Businesses require capital to start, run and grow. Where does it come from? Isn’t that a large piece of the successful business puzzle? Many small businesses must save for years or invest inheritance or retirement funds, while others borrow from friends and family.
While these are successful venues to pursue in raising funds for business, they are not always available. Who is always available? The bank.
Visiting a bank is not a guarantee that you will receive needed funds; typically, about one in four businesses will be successful in getting a loan. Why is that number so low? Banks want to lend in a manner that brings the greatest return for the least risk. In other words, they want to know they’ll get their money back.

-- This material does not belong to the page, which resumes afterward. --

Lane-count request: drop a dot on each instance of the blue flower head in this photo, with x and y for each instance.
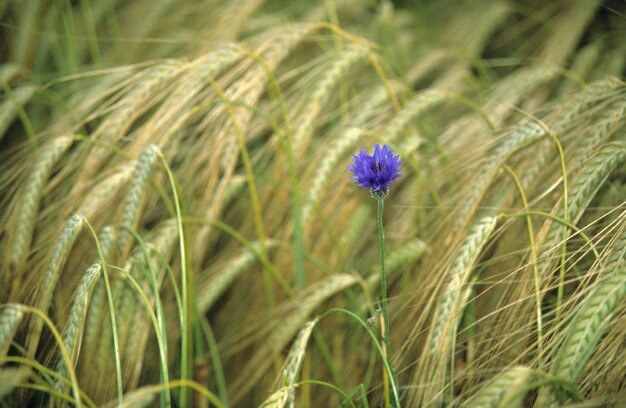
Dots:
(377, 172)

So your job as a potential borrower is to demonstrate that you are capable of repaying what was borrowed and that you are a minimal risk to the bank. Banks look at potential borrowers and assess their 5 C’s: character, credit score, capacity, capital and collateral. Bankers often use this term to describe the considerations given to the borrowing ability of a small business.
A bank is going to assess your character. This is often picked up during the interview process and throughout your work with the loan officers. Do you have a history of paying on time? How do you treat your managers, employees, vendors and customers? This is a subjective judgment but is one of the 5 C’s, a piece of the decision-making process.
On the flip side, the next test is not so subjective. Credit score is often a make-or-break consideration. A credit score demonstrates your commitment to meeting your financial obligations. There is not a concrete minimum score; each institution sets its own policy regarding credit scores. Having a high score increases your chances of borrowing money.
Free reports are available, and you should review your score at least annually. This will help you identify ways to clean up your credit. It also provides a basis for comparing yourself to other borrowers, as most reports tell you where you rank nationwide. You can work on your credit score for months and even years in advance of applying for a loan to position yourself to be lendable.
Capacity is where your projections are used. What is your ability to repay the loan? A banker will look for sufficient cash flows to cover your debt repayments, not just to this bank but to all the sources from which you have borrowed funds.
Debt-to-income ratios are used in making these determinations. Most homebuyers are familiar with this computation. When looking at your total debt payments as a percentage of your total income, it must be below certain thresholds determined by the bank to keep its risks at moderate levels.
Next comes the skin-in-the-game test. A lender wants you to invest, not just your time and efforts, but your money into the business as well. Capital. This is often a deal breaker as many people expect to be 100 percent financed. Typically you will need to contribute 20 to 30 percent of the capital. These funds are often raised from friends, family or retirement withdrawals.
The last of the 5 C’s is collateral. Your lender wants to know how it can get its money back if you default and don’t repay. If you pledge real estate or capital equipment as collateral, then you can be forced to sell the assets and the proceeds used to repay your creditor. Remember, banks are risk averse, and having sufficient collateral allows them the best opportunity to recover their funds, but such a drastic measure is typically a worst-case scenario.
Banks are great to work with. They want to lend money. But will they lend to you? Are you bankable? That is for the bank to determine, but if you strive to improve your 5 C’s, you are giving yourself the best chance at raising the funds necessary to start, run and grow your small business.